There are some common ESL pronunciation mistakes which your teacher can anticipate, the reason for this being that your teacher has seen this many times before in ESL students of different nationalities.  Depending on your native tongue, there will be certain sounds in the English language that are completely new to you.  Asian students may find some words impossible to get their tongues around, Africans and Europeans too, will have problems. There are some sounds in English that present problems to most ESL learners.  The most typical ESL pronunciation mistakes that occur can be broken down broadly  by the type of mistake and the national language of the learner.

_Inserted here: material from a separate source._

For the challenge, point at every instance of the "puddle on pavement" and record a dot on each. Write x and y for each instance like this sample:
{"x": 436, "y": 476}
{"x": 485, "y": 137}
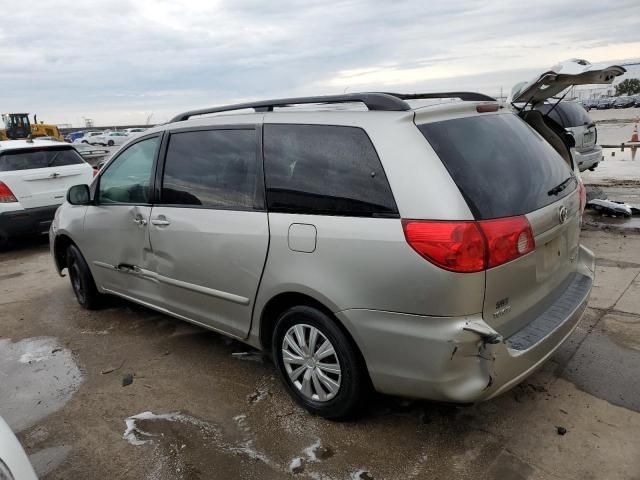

esl pronunciation mistakes

‘th’
The ‘th’ in English is pronounced in three different ways:

    •  as a hard sound.  For example: this, that, these, those, they or them
    • as a soft sound.  for example: throw, thing, thought
    • as a ‘t’, as in Thames. Although the t is followed by an h, it is sounded out as a soft ‘t’
      ‘l’ and ‘r’
      In Japanese and many African languages, the ‘r’ sound is absent.  Thus learner from these regions of the world find this sound very difficult to enunciate, and that is why you hear works like ‘rice’ being pronounced as ‘lice’.
       ‘i’
      The short ‘i’ poses a problem for some English language learners.  For example words such as live, bit, hit, miss will be pronounced not with a short ‘i’ but a long one, so that they are sounded out as leeve, beet, heet and mees.  Many learners whose native tongue is one of the  Romance languages – Spanish, Portuguese, French, etc – may experience problems with the short ‘i’.
      ‘w’ and  ‘v’
      Many European language speakers do not differentiate between a  ‘w’ and ‘v’, and sound out a word with a v rather than a w.  these problems are often experienced by people whose first language is one of the Germanic tongues.  You might hear ‘villing’ instead of ‘willing’, for example.
      Unstressed syllables
      We native English speakers know that many a syllable is not even pronounced in spoken English.  English learners have to learn that syllables are often lost in the pronunciation of a word, even though they will assume it is correct to sound out every syllable.  These types of pronunciation have to be learned by listening and talking rather than by text books.  For example when we say several or vegetable  we sound out the first and  third (and fourth in the case of vegetable) syllables, but not the second syllable – sev-rel; veg-table.
      Silent Consonants
      The English language is full of silent consonants, and make up most of the lists we see of  ‘commonly mispronounce words’.  We all have to learn these pronunciations, commit them to memory, and practice using them in speech.  That includes native English speakers, too!